Ramadhan, un hôte de marque
En Tunisie, comme dans les autres pays arabes, aussi bien de nos jours que par le passé, le mois de ramadan que les fidèles tunisiens ont commencé à jeûner, dès hier, est traité comme une personne, au sens propre du terme, et assimilé à un véritable hôte de marque dont l’arrivée est attendue, chaque année, avec impatience au terme du mois de châabane. Alors, les gens représentés par une délégation de dignitaires de la localité considérée, villes et villages, sortent pour l’accueillir, cherchant des endroits particulièrement élevés afin de suivre de loin l’apparition de son cortège. C’est la cérémonie de l’observation du croissant lunaire désigné littéralement par l’accueil du mois de ramadan. Autre grande marque d’attention reflétant cette véritable personnification du mois saint, les fidèles tiennent souvent à précéder son nom du titre honorifique de Sidi (monseigneur), attribué, généralement, aux grands, comme les dignitaires ainsi qu’aux saints. Souvent, les tunisiens, notamment, mais aussi les autres peuples arabes, l’appellent Sidi ramadan, le revêtant dans le sillage de nombreux qualificatifs exaltant ses mérites propres et sa sacralité, à l’instar de « très grand », ou encore de «saint ». Mais, le plus édifiant dans cet aspect merveilleux des coutumes ramadanesques est l’utilisation de son nom, c'est-àdire ramadan, pour nommer les personnes. Ainsi plusieurs personnes portent son nom, quoique la mode, à nos jours, soit pour le choix d’autres genres de noms. Cette propriété pour ainsi dire, le mois de ramadan la partage avec les deux mois qui le précèdent dans le calendrier lunaire, à savoir les mois de rejeb et de châabane. Le mois de rejeb précède immédiatement le mois de châabane qui précède le mois de ramadan. En effet, les noms de rejeb et de châabane sont utilisés, aussi, pour nommer les personnes.
Toutefois, détail très significatif dans ce domaine, le nom de châabane , est parfois inversé en chabâane, nom qui signifie, en arabe, « rassasié » et « ayant le ventre plein », à l’opposé de l’homme soumis au devoir du jeûne et de l’abstention de manger et de boire.
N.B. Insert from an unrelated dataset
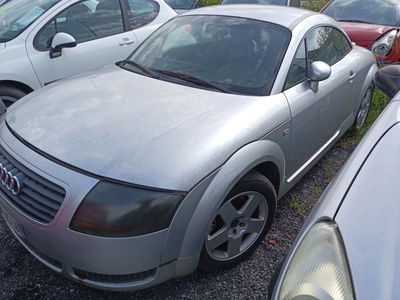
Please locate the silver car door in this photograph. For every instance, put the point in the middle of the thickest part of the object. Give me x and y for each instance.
(99, 31)
(329, 45)
(304, 106)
Un saint tunisien est connu sous le nom de Sidi Chabâane, à la ville de Sidi Bou Said.
Des tunisiens fêtent parfois le mois de châabane par l’organisation d’un véritable festin, appelé justement châabania, d’après le nom du mois de châabane, et où les convives mangent à l’excès, comme pour se rassasier définitivement ou se constituer des réserves en prévision d’un long jeûne qui les attend. Le mois de châabane passe aussi pour être le mois où les biens du monde sont partagés entre les hommes et les êtres vivants en général.
Le mois de ramadan est également le thème de très nombreuses chansons interprétées, à l’occasion, par de grands chanteurs professionnels, en Tunisie et ailleurs, notamment en Egypte, et qui sont de véritables hymnes en l’honneur de ce mois, le traitant comme une véritable sainte personne qui vient répandre le bonheur et la chance parmi les fidèles.
Interrogés, des spécialistes admettent que cette personnification et les coutumes et habitudes qui la marquent doivent avoir certainement un sens profond, signalant que la pratique du jeûne est une coutume très ancienne et très répandue, comme le confirment d’ailleurs certains versets du Coran et elle revêt plusieurs formes, à l’instar du jeûne sous la forme de l’abstention totale de parler, évoquée aussi dans la sourate de Mériem ou Marie, et qui fait partie, en quelque sorte, du jeûne de mois de ramadan à travers l’obligation faite aux musulmans de s’abstenir du dire du mal quel qu’il soit, parallèlement à l’abstention de manger et de boire.